My parents never really gave me all the details of the adoption. And I’ve only asked once. They told me that they went to my foster home, saw me, and liked what they saw. They said that they saw spunk and character. I laugh about that now. I don’t really have either. But I will get to that later. A few weeks after that visit they were signing the papers and I was all packed and ready to move into a real home with my first real parents.
I kept my old last name until I was ten. My parents made me. I won’t say what it was, because it doesn’t matter. Anyways, when I was ten I asked my parents if I was old enough to change it. They went on this long speech about making sure if it was what I wanted and blah blah blah. I finally convinced them it was, and they agreed. The next day we went down and changed my last name. I was officially theirs.
When I was eleven we moved here to Chestwood. My father got a promotion and we got more money. More money means a bigger house and more clothes. It also means I got to go to a new school. That was okay with me. I didn’t really have any friends in my old neighborhood anyways. Now I had a chance to change everything and start new. Make new friends and be different. That didn’t work. I had two semi-close friends throughout middle school.
Now I’m going to be a senior in high school. I’m still really good friends with those girls. I have a few others I hang out with now and again. I have good grades, and I already have a few offers of scholarships. But you know the saddest thing? I’ve only gone on three dates. Three! Can you believe that? Yes, I know I’m sad. Shut up and stop laughing. But, that right guy just hasn’t come along yet you know? Okay maybe I’m too much of a romantic, but give me a break. I’m a seventeen year old girl and I’ve never had a boyfriend. I’m allowed to have my dreams.

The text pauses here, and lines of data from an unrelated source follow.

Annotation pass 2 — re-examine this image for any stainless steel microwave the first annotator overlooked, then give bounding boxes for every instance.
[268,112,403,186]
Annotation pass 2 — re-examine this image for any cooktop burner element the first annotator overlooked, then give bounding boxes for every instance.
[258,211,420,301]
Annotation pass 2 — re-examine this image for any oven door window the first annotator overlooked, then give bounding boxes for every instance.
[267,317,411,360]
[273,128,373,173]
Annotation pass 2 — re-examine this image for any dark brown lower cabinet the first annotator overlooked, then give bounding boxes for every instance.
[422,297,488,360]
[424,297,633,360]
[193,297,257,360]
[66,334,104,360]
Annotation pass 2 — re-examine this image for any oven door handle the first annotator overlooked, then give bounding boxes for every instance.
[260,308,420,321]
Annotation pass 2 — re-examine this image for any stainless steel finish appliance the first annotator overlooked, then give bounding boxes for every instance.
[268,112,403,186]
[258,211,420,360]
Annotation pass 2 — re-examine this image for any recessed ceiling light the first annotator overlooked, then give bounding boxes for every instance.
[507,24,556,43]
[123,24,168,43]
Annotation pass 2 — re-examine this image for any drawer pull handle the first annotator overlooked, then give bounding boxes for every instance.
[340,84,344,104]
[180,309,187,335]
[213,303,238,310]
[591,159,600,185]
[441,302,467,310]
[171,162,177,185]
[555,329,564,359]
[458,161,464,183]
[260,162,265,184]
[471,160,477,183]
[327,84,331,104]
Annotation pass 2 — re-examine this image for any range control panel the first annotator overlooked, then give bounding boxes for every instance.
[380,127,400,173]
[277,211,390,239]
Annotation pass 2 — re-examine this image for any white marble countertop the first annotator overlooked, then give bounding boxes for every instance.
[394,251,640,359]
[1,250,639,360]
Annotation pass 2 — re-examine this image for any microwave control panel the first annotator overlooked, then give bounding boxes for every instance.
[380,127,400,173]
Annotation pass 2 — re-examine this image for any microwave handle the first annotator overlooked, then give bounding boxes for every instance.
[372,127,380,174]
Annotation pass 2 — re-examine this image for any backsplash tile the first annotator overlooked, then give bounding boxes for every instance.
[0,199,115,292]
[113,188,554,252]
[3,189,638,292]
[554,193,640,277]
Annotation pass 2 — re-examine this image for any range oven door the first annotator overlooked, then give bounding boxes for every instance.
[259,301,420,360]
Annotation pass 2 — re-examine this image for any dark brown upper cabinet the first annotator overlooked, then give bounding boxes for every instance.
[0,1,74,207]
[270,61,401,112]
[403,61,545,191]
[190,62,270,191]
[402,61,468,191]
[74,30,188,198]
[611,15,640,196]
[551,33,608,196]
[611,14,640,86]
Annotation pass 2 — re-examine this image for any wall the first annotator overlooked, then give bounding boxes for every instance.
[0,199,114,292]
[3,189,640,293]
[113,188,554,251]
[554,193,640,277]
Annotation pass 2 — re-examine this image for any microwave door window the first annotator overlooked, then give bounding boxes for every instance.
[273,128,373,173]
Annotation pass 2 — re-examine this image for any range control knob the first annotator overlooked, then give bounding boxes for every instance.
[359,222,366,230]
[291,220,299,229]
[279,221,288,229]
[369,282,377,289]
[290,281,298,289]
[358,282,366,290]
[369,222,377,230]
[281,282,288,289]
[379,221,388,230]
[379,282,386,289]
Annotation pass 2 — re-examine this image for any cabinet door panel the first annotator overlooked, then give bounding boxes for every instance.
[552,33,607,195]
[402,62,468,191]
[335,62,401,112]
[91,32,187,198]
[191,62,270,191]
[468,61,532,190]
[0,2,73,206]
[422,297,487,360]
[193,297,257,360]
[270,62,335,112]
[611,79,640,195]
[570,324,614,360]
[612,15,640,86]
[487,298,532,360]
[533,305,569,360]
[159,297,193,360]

There was this one time I thought I’d found the guy though… He was so sweet and charming, and I thought ‘Maybe, just maybe, he’s the one for me.’ I thought that for about a week until I found out he was stalking a girl online. Yea I dumped him and turned him into the authorities. Don’t worry I wasn’t too heart-broken. I didn’t even cry.
So I’m still looking for my guy. Who knows if he even exists? I’ve been looking, but he hasn’t shown up yet. He might never show up. That’s a sad thought…

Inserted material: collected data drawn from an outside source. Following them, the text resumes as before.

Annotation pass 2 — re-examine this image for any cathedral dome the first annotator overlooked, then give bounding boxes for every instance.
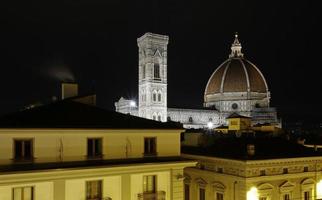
[205,34,268,96]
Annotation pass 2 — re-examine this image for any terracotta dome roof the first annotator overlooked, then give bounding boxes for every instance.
[205,34,268,95]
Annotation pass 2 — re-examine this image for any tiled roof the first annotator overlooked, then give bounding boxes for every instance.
[205,58,268,95]
[182,136,322,160]
[0,100,182,129]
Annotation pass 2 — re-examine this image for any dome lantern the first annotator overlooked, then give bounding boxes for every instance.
[229,32,244,58]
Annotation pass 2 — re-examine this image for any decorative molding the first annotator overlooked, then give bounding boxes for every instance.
[212,181,226,192]
[184,173,191,184]
[279,181,295,193]
[195,177,207,188]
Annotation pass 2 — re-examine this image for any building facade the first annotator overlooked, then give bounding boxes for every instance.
[0,91,196,200]
[182,154,322,200]
[115,33,279,129]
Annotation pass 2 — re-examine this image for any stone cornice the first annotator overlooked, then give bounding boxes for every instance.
[182,153,322,168]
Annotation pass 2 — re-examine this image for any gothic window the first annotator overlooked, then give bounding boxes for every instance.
[157,115,161,121]
[188,117,193,123]
[209,118,212,122]
[153,115,156,120]
[154,63,160,79]
[142,65,145,79]
[158,93,161,102]
[153,92,157,102]
[167,116,171,121]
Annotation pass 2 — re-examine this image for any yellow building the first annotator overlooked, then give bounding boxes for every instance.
[226,113,252,131]
[182,137,322,200]
[215,113,279,134]
[0,92,196,200]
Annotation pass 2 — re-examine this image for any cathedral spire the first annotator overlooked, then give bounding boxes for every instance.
[229,32,244,58]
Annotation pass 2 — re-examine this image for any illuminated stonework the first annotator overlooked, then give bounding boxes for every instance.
[115,32,279,128]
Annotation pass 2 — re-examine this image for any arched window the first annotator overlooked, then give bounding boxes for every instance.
[158,93,162,102]
[142,65,145,79]
[167,116,171,121]
[158,115,161,121]
[153,115,156,120]
[152,92,157,102]
[154,63,160,79]
[188,117,193,123]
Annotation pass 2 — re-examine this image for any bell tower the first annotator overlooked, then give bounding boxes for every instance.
[137,33,168,122]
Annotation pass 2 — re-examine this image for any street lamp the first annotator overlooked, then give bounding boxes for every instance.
[207,122,214,129]
[130,100,136,107]
[247,187,258,200]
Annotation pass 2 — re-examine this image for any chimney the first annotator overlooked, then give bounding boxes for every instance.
[61,82,78,99]
[247,144,255,157]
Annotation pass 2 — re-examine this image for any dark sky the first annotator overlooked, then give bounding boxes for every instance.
[1,0,321,119]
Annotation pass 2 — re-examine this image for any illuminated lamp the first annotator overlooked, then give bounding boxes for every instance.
[317,180,322,199]
[207,122,214,129]
[130,101,136,107]
[247,187,258,200]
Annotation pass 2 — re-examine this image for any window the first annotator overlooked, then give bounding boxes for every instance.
[158,93,161,102]
[283,194,290,200]
[13,186,34,200]
[184,184,190,200]
[283,168,288,174]
[87,138,102,158]
[142,65,145,79]
[216,192,224,200]
[154,63,160,79]
[199,188,205,200]
[153,115,156,120]
[153,93,157,102]
[86,180,102,200]
[217,167,223,173]
[232,103,238,109]
[143,175,156,193]
[304,166,309,172]
[157,115,161,121]
[167,116,171,121]
[188,117,193,123]
[144,137,156,156]
[14,139,33,160]
[260,169,266,176]
[259,197,267,200]
[304,191,310,200]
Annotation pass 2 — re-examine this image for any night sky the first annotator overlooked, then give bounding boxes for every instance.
[1,1,321,120]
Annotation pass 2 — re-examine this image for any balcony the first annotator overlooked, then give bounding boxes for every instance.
[138,191,166,200]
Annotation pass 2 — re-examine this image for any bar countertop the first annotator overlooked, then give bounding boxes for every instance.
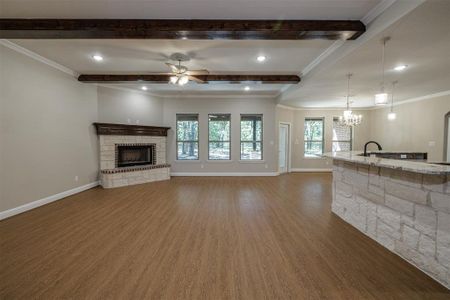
[323,151,450,175]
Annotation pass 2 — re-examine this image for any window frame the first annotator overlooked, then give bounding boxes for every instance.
[208,113,232,160]
[176,113,200,161]
[303,117,325,158]
[240,114,263,160]
[332,117,353,152]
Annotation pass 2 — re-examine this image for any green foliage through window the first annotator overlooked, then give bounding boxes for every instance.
[240,115,263,160]
[176,114,199,160]
[209,114,231,160]
[304,118,324,157]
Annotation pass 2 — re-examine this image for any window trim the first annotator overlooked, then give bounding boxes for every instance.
[208,113,232,160]
[332,117,353,152]
[304,117,325,158]
[176,113,200,161]
[240,114,263,160]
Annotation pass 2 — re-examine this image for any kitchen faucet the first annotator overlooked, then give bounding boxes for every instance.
[364,141,382,156]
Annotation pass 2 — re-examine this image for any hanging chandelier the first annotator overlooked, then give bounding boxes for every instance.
[374,37,390,105]
[338,73,362,127]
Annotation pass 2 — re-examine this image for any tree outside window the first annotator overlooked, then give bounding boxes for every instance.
[304,118,324,157]
[176,114,199,160]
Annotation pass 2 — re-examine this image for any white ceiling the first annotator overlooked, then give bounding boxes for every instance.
[3,0,449,106]
[280,0,450,108]
[0,0,380,19]
[1,0,383,97]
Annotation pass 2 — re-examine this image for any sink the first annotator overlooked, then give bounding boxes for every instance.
[358,152,428,160]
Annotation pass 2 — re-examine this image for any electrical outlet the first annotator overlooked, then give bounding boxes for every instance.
[201,164,204,169]
[136,119,140,124]
[75,176,79,182]
[127,118,131,124]
[428,141,436,147]
[265,164,268,169]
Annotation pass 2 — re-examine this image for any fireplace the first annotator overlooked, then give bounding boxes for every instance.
[116,144,155,167]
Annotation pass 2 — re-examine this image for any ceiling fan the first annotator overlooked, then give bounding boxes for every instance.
[165,53,209,86]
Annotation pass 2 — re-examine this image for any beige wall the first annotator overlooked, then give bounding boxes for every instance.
[97,86,164,126]
[369,94,450,161]
[163,97,277,173]
[0,45,99,212]
[276,106,371,170]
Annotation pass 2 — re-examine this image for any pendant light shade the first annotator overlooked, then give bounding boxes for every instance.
[387,81,398,121]
[374,37,390,106]
[375,92,389,105]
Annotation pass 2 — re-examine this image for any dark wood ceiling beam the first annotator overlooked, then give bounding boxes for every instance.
[0,19,365,40]
[77,74,301,84]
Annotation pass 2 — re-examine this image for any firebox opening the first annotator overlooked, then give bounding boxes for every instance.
[117,144,155,167]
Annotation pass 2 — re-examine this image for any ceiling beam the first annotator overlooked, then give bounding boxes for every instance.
[77,74,301,84]
[0,19,365,40]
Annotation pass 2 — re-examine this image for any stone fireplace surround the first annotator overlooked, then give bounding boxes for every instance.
[94,123,171,188]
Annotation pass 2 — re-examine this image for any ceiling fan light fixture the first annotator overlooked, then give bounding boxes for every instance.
[178,75,189,86]
[169,76,178,84]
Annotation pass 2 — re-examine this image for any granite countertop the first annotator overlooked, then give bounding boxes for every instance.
[323,151,450,175]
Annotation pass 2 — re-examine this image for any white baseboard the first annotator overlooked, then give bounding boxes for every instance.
[290,168,332,172]
[0,181,100,221]
[170,172,279,177]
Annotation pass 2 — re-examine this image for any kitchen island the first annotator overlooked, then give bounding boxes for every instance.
[323,151,450,289]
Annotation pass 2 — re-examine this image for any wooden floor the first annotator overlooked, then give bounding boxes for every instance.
[1,174,449,299]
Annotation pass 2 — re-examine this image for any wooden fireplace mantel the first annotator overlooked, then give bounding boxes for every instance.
[93,123,170,136]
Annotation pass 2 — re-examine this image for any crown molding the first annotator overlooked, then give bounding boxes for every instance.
[299,0,396,79]
[96,84,162,98]
[0,39,78,77]
[370,90,450,110]
[158,93,277,100]
[276,104,372,111]
[361,0,397,24]
[280,0,425,103]
[277,90,450,111]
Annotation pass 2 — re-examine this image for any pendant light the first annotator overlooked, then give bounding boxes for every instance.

How about I get my mind off of it and I’ll tell you a little about my town? Chestwood isn’t really a small town, because it’s spread out pretty far. But if you were in the main part of it, you would think it was small. Our town is right off of the river. It’s a semi-old town. But, not the nasty rotting wood kind of old. More like the elegant preserved kind of old.

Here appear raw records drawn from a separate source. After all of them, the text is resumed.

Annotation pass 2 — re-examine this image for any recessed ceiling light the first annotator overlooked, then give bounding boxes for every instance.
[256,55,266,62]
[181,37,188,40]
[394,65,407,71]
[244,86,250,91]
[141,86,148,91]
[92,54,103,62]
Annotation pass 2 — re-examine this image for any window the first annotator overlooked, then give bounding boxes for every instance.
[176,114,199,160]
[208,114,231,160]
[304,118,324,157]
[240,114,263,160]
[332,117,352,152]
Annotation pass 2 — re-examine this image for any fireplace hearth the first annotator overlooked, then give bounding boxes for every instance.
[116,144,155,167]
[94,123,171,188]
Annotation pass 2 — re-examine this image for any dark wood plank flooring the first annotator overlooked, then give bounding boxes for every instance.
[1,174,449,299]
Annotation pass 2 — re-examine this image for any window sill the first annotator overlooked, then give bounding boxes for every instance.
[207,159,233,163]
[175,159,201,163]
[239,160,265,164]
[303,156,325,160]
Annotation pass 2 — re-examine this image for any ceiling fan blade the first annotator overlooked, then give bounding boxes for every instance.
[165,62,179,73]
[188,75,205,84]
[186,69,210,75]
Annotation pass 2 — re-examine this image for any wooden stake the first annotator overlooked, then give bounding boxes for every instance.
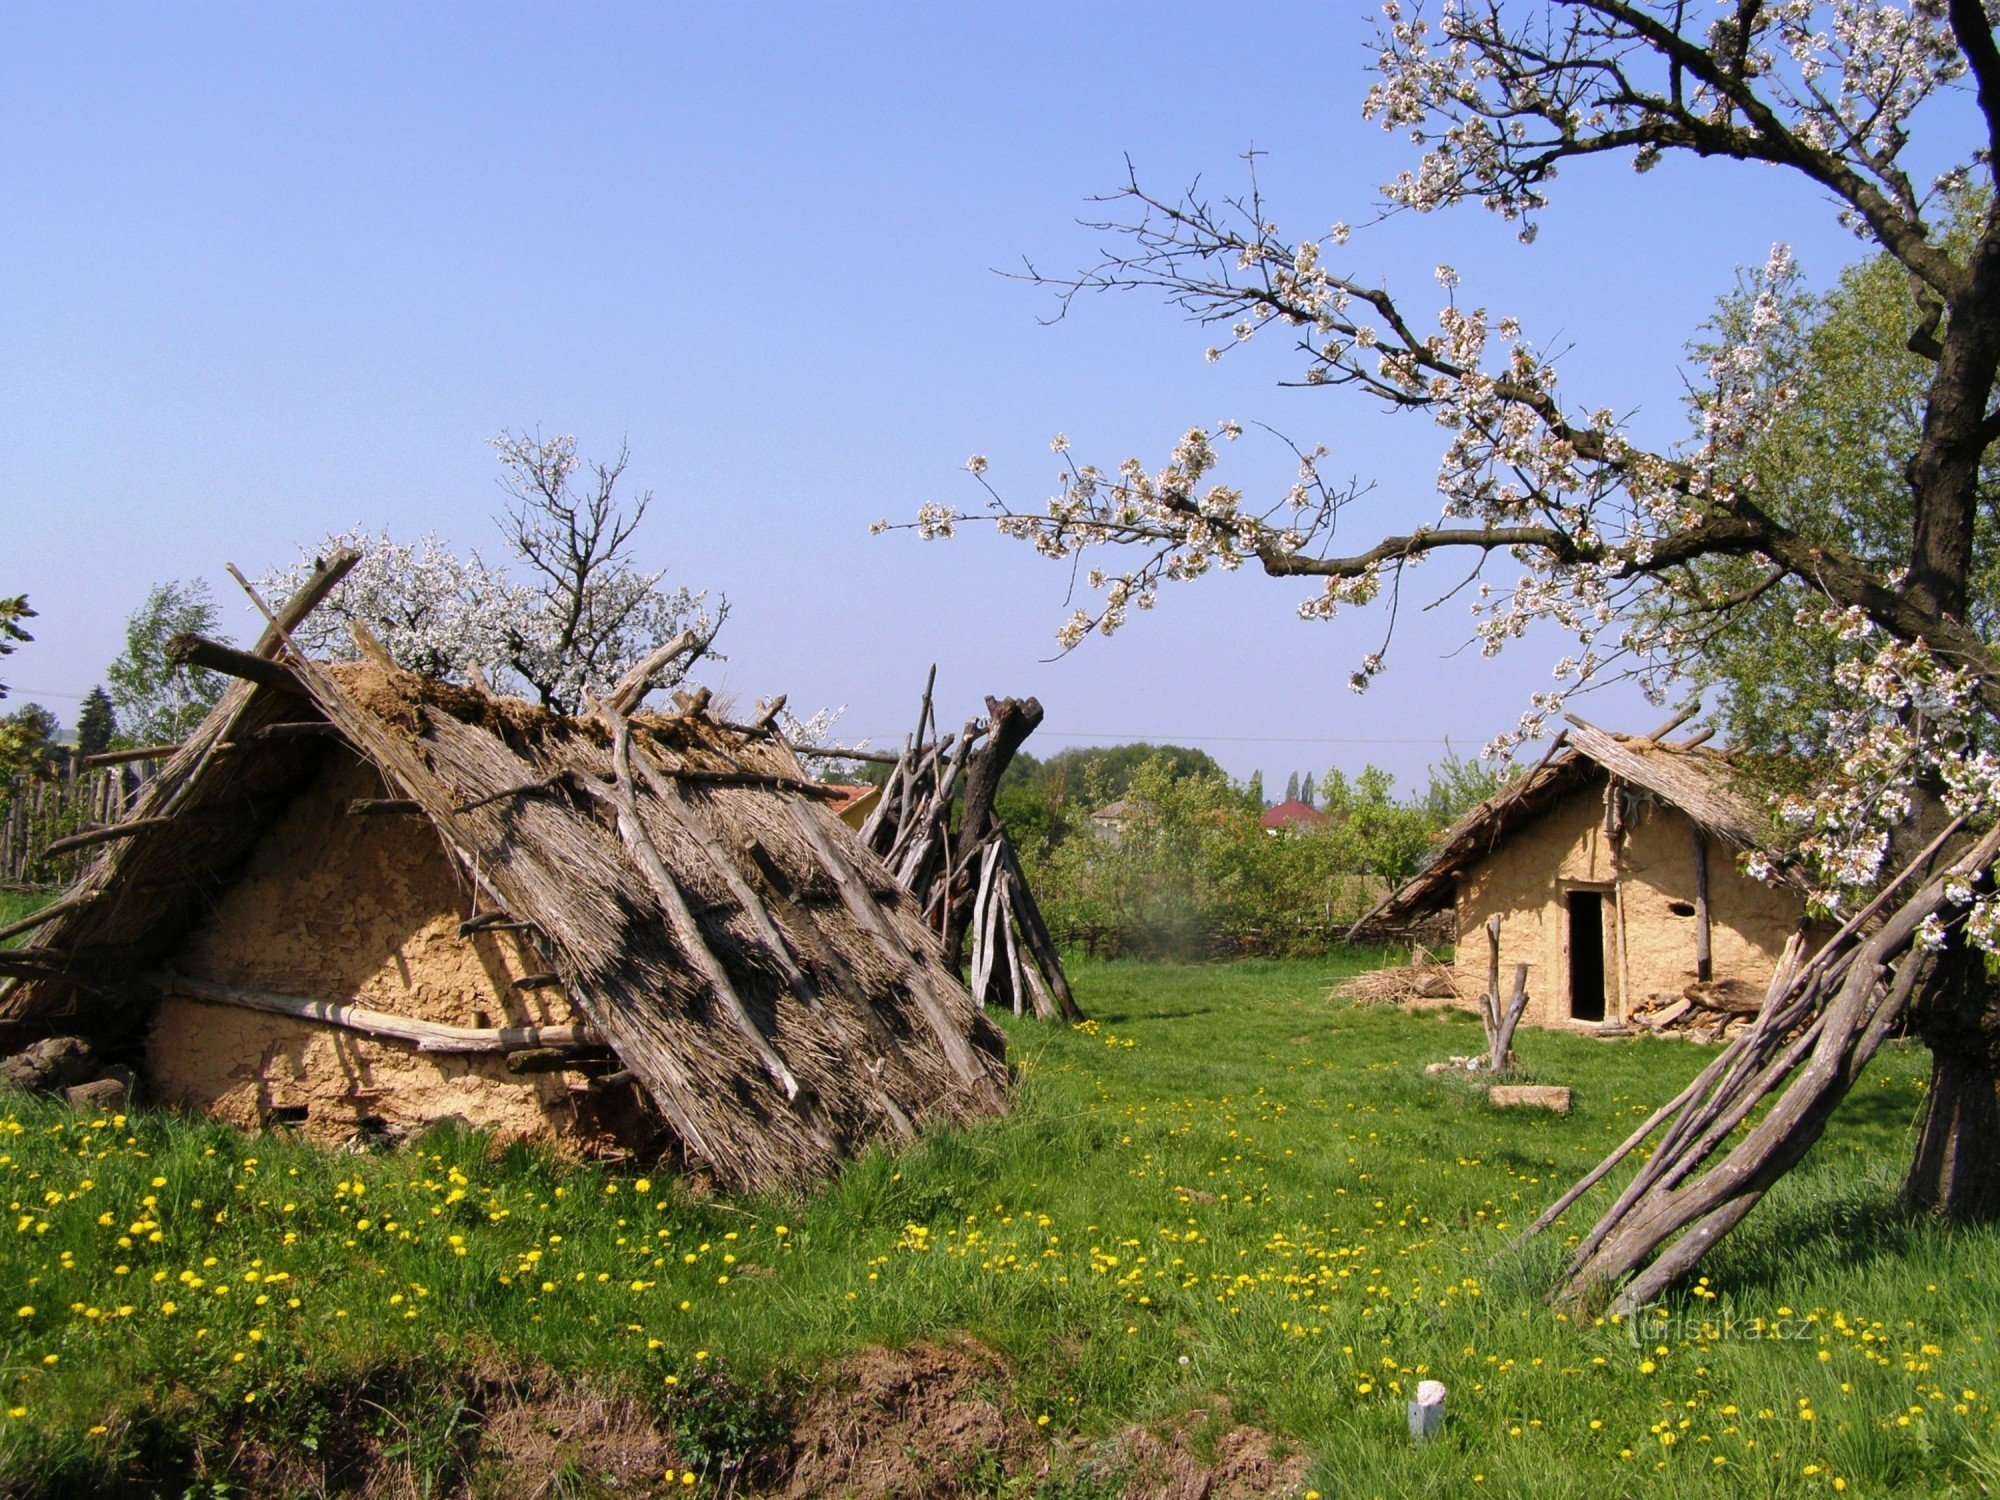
[1693,827,1713,984]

I live in a two story house. It’s a big house. Large enough for three people and a dog anyways. We have the typical rooms. A family room, living room, kitchen, dining room, office, three and a half bathrooms, and two bedrooms. Well actually we have three bedrooms, but we turned one into a music room. Yes, I play piano and guitar. I enjoy it; it serves as a pass time.
We don’t live off of the river, but we do have a forest behind us. There’s a trail that goes into the forest from our back yard. I’ve followed it many many times, and have always found something new. But, the trail only goes in so far. After that, where you want to go is up to you. No, we aren’t the only ones with a forest behind us. There are about four other houses on my side of the street. It’s a nice neighborhood. Quiet enough for relaxation, and concentration. Just what I need when I’m doing homework or in the music room.
My dad is a hotshot lawyer just to let you know. And my mom now works as a secretary for some big business dude. I keep forgetting his name. I don’t think it’s important anyways. I am currently working at the local bookstore. A ten percent discount on books? Pretty good deal when you’re a girl that loves to read. Am I right?
Time to tell you about myself I guess. You pretty much know everything already. I’m seventeen and I have thick blonde hair. My eyes are green. And I don’t mean just any kind of green. I mean really green. Forest green is the right phrase for them. They’re dark, and since I have light skin, it doesn’t look very good. To me anyways. I’m not too tall, but I’m not short. I’m about five six. I enjoy a good romance novel and I love music. I am religious. I completely believe in God and I love Him with everything inside of me. If you hate me because of it, that’s your choice. I don’t care.
Well tomorrow is the first day of my senior year. I might want to get some sleep. I don’t want the circles under my eyes to darken at all. God Bless and goodnight!